To add filters for which databases to crawl, you can:

  • Explicitly list one or more databases to crawl;

  • Specify one or more regular expressions to include databases in search;

  • Specify one or more regular expressions to exclude databases from search.

To add filters to select which Lotus Notes documents to crawl, you can:

  • Specify a database view to use the search formula of that view to select which Lotus Notes documents in the database to crawl;

  • Specify a search formula to select which Lotus Notes documents in the database to crawl.

To add filters to select which attachments to crawl, you can:

  • List which attachment document extensions are to be crawled (for example ppt, doc, xls and pdf);

  • List which attachment document extensions are to be excluded from the crawl (for example exe, jpg and zip);

  • Specify a maximum size for attachments to be crawled.

The parameter group Filters in the FAST Search Lotus Notes content connector configuration file is used to specify filters. The table below lists the parameters from the configuration file and how they are used. For a full description and example values, refer to the technical reference.

Filter category Parameter Short description

Databases

DataBase

Semicolon separated list of database paths to be crawled. These paths need to match the path (and file name) of the database on the Domino server exactly.

This parameter may contain views. To include a view, append the view to the database path, separating it with a #.

If a view is specified, only the search formula of that view is used. If no view is specified, the default database view is used. If there is no default view, all Lotus Notes documents will be crawled.

Databases

IncludeDatabases

Semicolon separated list of one or more include filters, regular expressions, for database names/paths.

Use when the DataBase parameter is empty, and in combination with the ExcludeDatabases filter.

Databases

ExcludeDatabases

Semicolon separated list of one or more exclude filters, regular expressions, for database names/paths.

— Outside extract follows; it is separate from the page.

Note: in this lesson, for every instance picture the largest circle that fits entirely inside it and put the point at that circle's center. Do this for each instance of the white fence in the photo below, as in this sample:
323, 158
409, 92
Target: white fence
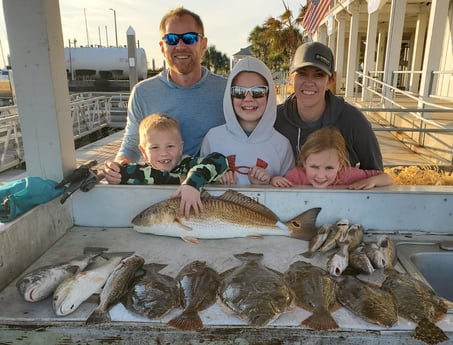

Use when the DataBase parameter is empty, and in combination with the IncludeDatabases filter.

This parameter overrides the include filter; use it to narrow included content.

Lotus Notes documents

ViewName

The name of a view to be used for all databases that are crawled. If the view cannot be found in a database, all documents will be crawled.

To use different views for different databases, use the DataBase parameter and list all the databases to be indexed along with the view name for each.

Lotus Notes documents

SearchQuery

A search formula written in the Notes Query Language that will be used for all databases that do not have the view specified in the ViewName parameter AND do not have a default view.

Attachments

IncludeAttachmentExtensions

Semicolon separated list of filename extensions for attachments that should be crawled.

Attachments

ExcludeAttachmentExtensions

Semicolon separated list of filename extensions for attachments that should NOT be crawled. This parameter is ignored if the IncludeAttachmentExtensions parameter is set.

Attachments

MaxAttachmentSize

Maximum size of attachments (in KB). All attachments that are larger than this size will not be crawled. Use this parameter to increase performance and/or to prevent the connector from sending documents to the search engine that are too large.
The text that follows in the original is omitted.